### Ecommerce dataset preprocessing

Notebook aimed at preprocessing an ecommerce dataset. 

A new subset will be created containing a 100 rows and 4 columns, ['product_name', 'review_title', 'review_text', 'review_rating']. 

An API call is made to translate all reviews into English. Two new columns will be added for the translation of the review text and the translation of the review title, making the shape of the final df (100,6). 

This preprocessed dataframe will be stored a csv locally and will be used from now on in the next working notebooks.

###### (Finished on 11.03.2024)

In [1]:
# imports required
import pandas as pd
import os
import numpy as np
import openai
from dotenv import load_dotenv
import time # Used to pause the API call function to avoid exceeding rate limit
from langdetect import detect, detect_langs

In [2]:
# Load dataset 
filename = './data/raw/amazon_uk_dataset.csv'
df = pd.read_csv(filename, delimiter=',', index_col=None, header=0)

In [3]:
# OpenAI API SDK
load_dotenv('APIopenAI.env')
api_key = os.getenv('API_KEY')

#### Dataframe's size reduction

In [5]:
# Reduce number of rows and columns
col_to_keep = ['product_name','review_title','review_text','review_rating']
df = df[:99, col_to_keep]
df.shape

(100, 4)

In [6]:
# Check dataframe's columns
print(df[:0])

Empty DataFrame
Columns: [product_name, review_title, review_text, review_rating]
Index: []


#### Language review classification

In [None]:
# Create df column using a langdetect library to detect language of input text
df['language'] = df['review_text'].apply(lambda text : detect(text))

In [21]:
# Add language detection and translated review text columns
df['translated_text'] = df['review_text']
df['translated_title'] = df['review_title']
print(df.shape)
# Check dataframe's columns
print(df[:0])

(100, 7)
Empty DataFrame
Columns: [product_name, review_title, review_text, review_rating, language, translated_text, translated_title]
Index: []


In [None]:
def batch_translation(batch_texts, batch_size, batch_pos):
    '''
    Params: 
        batch_texts is an array of texts (str) that need to be translated. Works as prompt.
        batch_size the number of texts contained in the array.
        batch_pos the location of the batch within the dataframe.
    Function:
        Make an openai API call with instructions to translate to English all text within the array.
        
    '''
    # General system instructions
    system_instructions = f"You will be provided with an array of texts. You have to translate to English.\
        Reply with an array of all completions."
    
    for row in range(batch_pos, batch_pos+batch_size):  
        # Restart in every new batch  
        # Index list for modifying correct rows of df
        ids = []
        # Text batch that actually need translation
        to_translate = []
        # Filter language's list row index for non-English reviews  
        if df['language'][row] != 'en':
            ids.append(row)
            if batch_pos > 0:
                to_translate.append(batch_texts[batch_pos])
            else:
                to_translate.append(batch_texts[row])
            
            # Call API
            response = openai.OpenAI(api_key=api_key).chat.completions.create(
                model="gpt-3.5-turbo",
                messages=[
                    {"role": "system", "content": system_instructions},
                    {"role": "user", "content": to_translate}
                ],
                max_tokens=128,  # Increase max_tokens to retrieve more than one token
                n=1,
                stop=None
            )
            # translation should be an array of translated texts
            translated_texts = response.choices[0].message.content
    return translated_texts, ids

In [37]:
def batch_translation(title_batch,batch_size,df_pos):
    # Loop over each row and perform review translation
    # Replace review column with column name that requires translation
    #reviews = df['review_text']
    #reviews = df['review_title']

    # General system instructions
    system_instructions = f"You will be provided with an array of texts.

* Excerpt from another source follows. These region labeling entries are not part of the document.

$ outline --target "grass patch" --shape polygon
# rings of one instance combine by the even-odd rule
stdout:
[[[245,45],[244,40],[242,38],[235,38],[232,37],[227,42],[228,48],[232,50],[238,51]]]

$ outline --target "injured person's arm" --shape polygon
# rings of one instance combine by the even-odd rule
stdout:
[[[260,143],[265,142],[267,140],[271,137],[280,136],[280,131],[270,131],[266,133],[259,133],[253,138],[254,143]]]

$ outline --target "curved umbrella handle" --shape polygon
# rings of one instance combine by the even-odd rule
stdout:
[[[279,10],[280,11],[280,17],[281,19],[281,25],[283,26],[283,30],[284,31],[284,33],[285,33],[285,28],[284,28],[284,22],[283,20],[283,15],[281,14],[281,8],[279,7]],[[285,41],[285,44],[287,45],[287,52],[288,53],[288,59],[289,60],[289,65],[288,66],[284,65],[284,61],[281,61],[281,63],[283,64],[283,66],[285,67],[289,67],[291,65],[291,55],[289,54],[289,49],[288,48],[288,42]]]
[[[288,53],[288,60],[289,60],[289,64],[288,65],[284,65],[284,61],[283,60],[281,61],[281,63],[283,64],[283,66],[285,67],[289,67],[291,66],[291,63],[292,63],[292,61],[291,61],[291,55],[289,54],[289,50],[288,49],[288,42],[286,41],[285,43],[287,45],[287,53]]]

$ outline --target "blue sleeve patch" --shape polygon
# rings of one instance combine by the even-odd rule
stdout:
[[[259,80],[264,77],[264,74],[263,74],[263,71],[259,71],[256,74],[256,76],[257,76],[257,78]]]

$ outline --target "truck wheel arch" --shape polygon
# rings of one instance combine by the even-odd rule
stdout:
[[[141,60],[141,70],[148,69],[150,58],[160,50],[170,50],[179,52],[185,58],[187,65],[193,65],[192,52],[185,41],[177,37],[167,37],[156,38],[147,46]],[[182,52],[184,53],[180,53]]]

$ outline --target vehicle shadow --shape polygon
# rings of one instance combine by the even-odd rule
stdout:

You have to translate to English.\
        Reply with an array of all completions.\
            "

    # Default values in response that should not be in df
    default = ["<", "Translated text: ", ">"]

    # Iterate through batches of 20 chunks of reviews to control API call request limit
# Loop through only the titles that are not written in English
#for row in range(i,i+batch_size):    
        #  Filter language's list row index for non-English reviews  
    if df['language'][row] != 'en':

        # Prompt with one review row every iteration
        #prompt = f"Translate to English. Text:<<<{reviews_batch[row]}>>>"
        # Call API
        response = openai.OpenAI(api_key=api_key).chat.completions.create(
            model="gpt-3.5-turbo",
            messages=[
                {"role": "system", "content": system_instructions},
                {"role": "user", "content": title_batch}
            ],
            #temperature=0,
            max_tokens=128,  # Increase max_tokens to retrieve more than one token
            n=1,
            stop=None
        )
        translation = response.choices[0].message.content
        #print(f"review response is", translation,"\n")
        '''
        for i in default:
            translation = translation.replace(i,"")

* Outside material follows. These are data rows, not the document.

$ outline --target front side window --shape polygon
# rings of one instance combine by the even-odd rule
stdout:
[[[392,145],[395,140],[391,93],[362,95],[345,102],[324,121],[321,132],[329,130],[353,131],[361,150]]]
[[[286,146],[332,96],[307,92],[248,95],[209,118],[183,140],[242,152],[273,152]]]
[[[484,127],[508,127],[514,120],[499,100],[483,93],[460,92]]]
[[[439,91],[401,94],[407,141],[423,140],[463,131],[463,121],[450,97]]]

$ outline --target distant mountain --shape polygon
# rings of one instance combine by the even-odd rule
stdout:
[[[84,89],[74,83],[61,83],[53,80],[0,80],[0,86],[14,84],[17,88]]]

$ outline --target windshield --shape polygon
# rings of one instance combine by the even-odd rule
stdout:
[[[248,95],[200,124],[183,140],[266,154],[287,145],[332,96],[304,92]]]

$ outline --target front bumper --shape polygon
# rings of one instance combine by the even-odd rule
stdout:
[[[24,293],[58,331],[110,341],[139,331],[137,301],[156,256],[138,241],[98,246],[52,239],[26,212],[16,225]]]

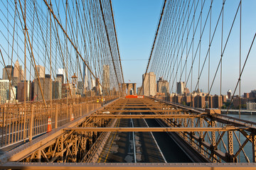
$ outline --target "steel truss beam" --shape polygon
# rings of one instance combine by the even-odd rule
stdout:
[[[1,169],[189,169],[189,170],[251,170],[255,169],[256,164],[246,163],[23,163],[9,162],[2,164]]]
[[[200,115],[92,115],[95,118],[198,118]]]
[[[64,130],[82,132],[198,132],[198,131],[231,131],[245,129],[234,126],[223,128],[68,128]]]
[[[185,110],[101,110],[100,112],[181,112],[186,111]]]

        # Modify the translated_title list by replacing the titles in English
        df.loc[row,'translated_text'] = translation
        print(f"review translation: ",translation,"\n")
'''
    # Pause for 0.5 seconds to avoid hitting API rate limits
    time.sleep(0.5)


review translation:  I ran about 18 kilometers three times, but the cushioning was good and my feet didn't feel too fatigued. Compared to other lightweight shoes, I feel that there is less damage to my feet. It has a subtle weight (around 220 grams for size 26cm), so if you want a lighter shoe, the Hoka One One RINCON 3 might be better. The area near the heel of the sole had some roughness after the third run. It might be better not to expect too much durability. The shoes make it easy to run as they gently instruct your big toe to 

review translation:  Since the price became in the 5000 yen range, I purchased it. It feels much lighter than Glide Ride, but I feel like there is slightly less sense of moving forward. It seems like it can be used for speed training, so I have started using it for training for a sub-4 time. 

review translation:  Very comfortable for jogging or walking, I recommend them 



In [62]:
batch_size = 20
for batch_pos in range(0, df.shape[0], batch_size):
    # Create batch list containing text chunks
    batch_texts = list(df['review_title'][batch_pos:batch_pos+batch_size])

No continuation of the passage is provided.